The hepatitis D virus (HDV, also called delta virus) is known as a “defective virus,” because it requires hepatocytes being also infected with HBV in order to replicate. HDV can be transmitted either as a coinfection with HBV or as a superinfection in patients with chronic hepatitis B. In cases of coinfection, HDV confers an increased risk of fulminant hepatitis,21
while superinfection has been associated with increased inflammatory activity (mimicking hepatitis B flares or other superimposed acute injuries). Higher rates of chronicity, increased liver-related mortality, and higher risk of hepatocellular carcinoma have also been reported with hepatitis D.22
Acute hepatitis B symptoms are nonspecific and mainly constitutional, including low-grade fever, fatigue, nausea, myalgia, and arthralgia. Approximately 70% of patients will present with subclinical or anicteric hepatitis. Jaundice, present in only 30% of acute HBV infections, typically begins within 10 days after the onset of symptoms. Marked transaminase elevations
are often seen, with levels over 1,000 to 2,000 IU/L, followed by hyperbilirubinemia. These symptoms usually resolve spontaneously within 1 to 3 months.
Table 8.6 Clinical features of different phases of chronic hepatitis B
Phases of chronic hepatitis B
Immune tolerant phase
High-serum HBV DNA levels
Mild or no hepatic necroinflammation
Mild or no fibrosis progression
Immune active or immune clearance phase
Inactive HBV carrier state
HBeAg negative HBeAb positive
HBeAg negative HBeAb positive
Fluctuating levels of serum HBV DNA
Mild-moderate liver necroinflammation
HBsAg-negative phase or occult HBV infection
Undetectable serum HBV DNA
Detectable HBV DNA in the liver
At risk for reactivation with immunosuppressive therapy
HBV, hepatitis B virus; HBeAg, hepatitis B e antigen; HBeAb, hepatitis B e antibody; HBsAb, hepatitis B s antibody; HBsAg, hepatitis B s antigen.

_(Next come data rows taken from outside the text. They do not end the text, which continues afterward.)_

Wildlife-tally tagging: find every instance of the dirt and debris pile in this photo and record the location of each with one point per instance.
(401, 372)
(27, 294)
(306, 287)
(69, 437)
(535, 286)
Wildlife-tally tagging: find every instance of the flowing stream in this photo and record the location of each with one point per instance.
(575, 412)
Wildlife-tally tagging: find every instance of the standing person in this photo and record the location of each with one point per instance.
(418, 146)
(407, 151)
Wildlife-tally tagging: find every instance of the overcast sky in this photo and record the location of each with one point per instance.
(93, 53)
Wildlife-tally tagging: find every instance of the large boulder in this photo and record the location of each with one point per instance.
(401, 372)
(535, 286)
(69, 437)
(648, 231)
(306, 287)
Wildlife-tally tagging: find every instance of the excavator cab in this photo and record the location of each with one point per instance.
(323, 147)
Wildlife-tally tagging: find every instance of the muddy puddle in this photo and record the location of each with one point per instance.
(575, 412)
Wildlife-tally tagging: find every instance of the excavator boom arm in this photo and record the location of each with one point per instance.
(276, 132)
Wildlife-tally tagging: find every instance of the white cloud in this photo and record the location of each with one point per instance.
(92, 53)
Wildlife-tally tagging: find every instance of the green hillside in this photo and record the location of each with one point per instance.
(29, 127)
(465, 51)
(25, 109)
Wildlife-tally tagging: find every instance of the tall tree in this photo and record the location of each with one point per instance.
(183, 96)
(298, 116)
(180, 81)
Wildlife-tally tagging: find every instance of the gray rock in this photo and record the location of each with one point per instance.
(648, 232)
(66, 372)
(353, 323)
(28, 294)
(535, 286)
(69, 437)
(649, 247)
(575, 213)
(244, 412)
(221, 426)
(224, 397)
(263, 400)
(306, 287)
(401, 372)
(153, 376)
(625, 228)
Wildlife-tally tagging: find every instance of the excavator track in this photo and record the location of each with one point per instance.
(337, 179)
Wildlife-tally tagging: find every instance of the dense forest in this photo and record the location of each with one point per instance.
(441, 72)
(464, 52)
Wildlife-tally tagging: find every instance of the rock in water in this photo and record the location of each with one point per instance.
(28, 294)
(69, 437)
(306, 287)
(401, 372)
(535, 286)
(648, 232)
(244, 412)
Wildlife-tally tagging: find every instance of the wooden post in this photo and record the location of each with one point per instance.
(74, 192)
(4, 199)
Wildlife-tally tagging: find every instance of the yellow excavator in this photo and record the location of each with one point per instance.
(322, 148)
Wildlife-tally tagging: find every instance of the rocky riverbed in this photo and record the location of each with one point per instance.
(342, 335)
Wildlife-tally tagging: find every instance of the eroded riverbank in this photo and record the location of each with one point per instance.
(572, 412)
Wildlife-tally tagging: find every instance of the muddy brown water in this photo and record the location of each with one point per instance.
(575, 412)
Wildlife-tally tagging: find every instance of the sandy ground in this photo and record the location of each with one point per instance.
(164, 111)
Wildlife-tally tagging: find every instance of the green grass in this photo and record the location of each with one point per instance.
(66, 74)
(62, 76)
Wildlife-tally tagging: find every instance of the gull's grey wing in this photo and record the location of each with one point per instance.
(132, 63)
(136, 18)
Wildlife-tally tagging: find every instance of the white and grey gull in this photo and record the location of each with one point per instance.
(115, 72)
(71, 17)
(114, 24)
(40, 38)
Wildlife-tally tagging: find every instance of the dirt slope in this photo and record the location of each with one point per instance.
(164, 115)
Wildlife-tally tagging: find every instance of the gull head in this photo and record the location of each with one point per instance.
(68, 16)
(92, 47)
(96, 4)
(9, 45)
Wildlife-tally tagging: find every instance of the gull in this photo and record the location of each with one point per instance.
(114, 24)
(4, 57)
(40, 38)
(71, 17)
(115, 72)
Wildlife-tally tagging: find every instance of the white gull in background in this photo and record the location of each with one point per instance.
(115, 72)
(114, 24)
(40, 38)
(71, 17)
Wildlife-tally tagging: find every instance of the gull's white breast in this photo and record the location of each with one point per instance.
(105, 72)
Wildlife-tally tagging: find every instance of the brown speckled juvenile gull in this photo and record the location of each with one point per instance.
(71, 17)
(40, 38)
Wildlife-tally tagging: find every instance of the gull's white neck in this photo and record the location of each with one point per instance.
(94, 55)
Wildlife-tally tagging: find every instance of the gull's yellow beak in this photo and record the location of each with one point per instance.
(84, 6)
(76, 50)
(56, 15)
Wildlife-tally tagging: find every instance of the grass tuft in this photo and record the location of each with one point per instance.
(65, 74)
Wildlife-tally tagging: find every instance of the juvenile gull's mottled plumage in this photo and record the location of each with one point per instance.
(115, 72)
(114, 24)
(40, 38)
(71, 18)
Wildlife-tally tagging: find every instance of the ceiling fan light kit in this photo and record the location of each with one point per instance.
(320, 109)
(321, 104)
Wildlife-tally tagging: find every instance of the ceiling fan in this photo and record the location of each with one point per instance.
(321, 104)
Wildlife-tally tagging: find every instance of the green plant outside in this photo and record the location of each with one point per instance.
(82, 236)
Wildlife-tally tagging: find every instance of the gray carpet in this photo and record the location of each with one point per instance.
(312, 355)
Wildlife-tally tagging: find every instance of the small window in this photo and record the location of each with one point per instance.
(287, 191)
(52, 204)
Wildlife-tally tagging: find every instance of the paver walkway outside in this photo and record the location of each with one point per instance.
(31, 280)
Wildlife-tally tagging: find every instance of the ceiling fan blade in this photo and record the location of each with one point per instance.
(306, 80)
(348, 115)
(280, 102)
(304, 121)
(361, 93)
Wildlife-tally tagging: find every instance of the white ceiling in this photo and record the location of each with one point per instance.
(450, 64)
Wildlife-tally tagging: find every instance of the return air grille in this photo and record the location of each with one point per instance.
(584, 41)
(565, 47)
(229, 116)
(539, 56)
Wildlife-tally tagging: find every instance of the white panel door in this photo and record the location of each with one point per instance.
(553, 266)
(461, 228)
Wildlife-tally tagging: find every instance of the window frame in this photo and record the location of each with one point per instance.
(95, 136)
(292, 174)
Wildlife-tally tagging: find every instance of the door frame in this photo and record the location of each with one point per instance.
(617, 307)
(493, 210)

The vast majority of patients with chronic hepatitis B are asymptomatic, but acute exacerbations can manifest as fatigue, anorexia, nausea, and jaundice. The transaminase levels are often normal or only mildly elevated in chronic hepatitis B. Extrahepatic manifestations of chronic hepatitis B occur in 10% to 20% of patients and have been attributed to circulating immune complexes containing HBsAg. Extrahepatic manifestations include polyarteritis nodosa, membranous and membranoproliferative glomerulonephritis, and papular acrodermatitis.23
The diagnosis of hepatitis B is based on serologic markers and confirmed by the presence of HBsAg and/or HBV DNA in the serum (Table 8.7
The presence of HBsAg for longer than 6 months in the blood defines a hepatitis B infection as chronic. HDV exposure can be detected by the presence of IgG anti-HDV antibodies. The diagnosis of active HDV infection is confirmed by detection of serum HDV RNA by polymerase chain reaction (PCR).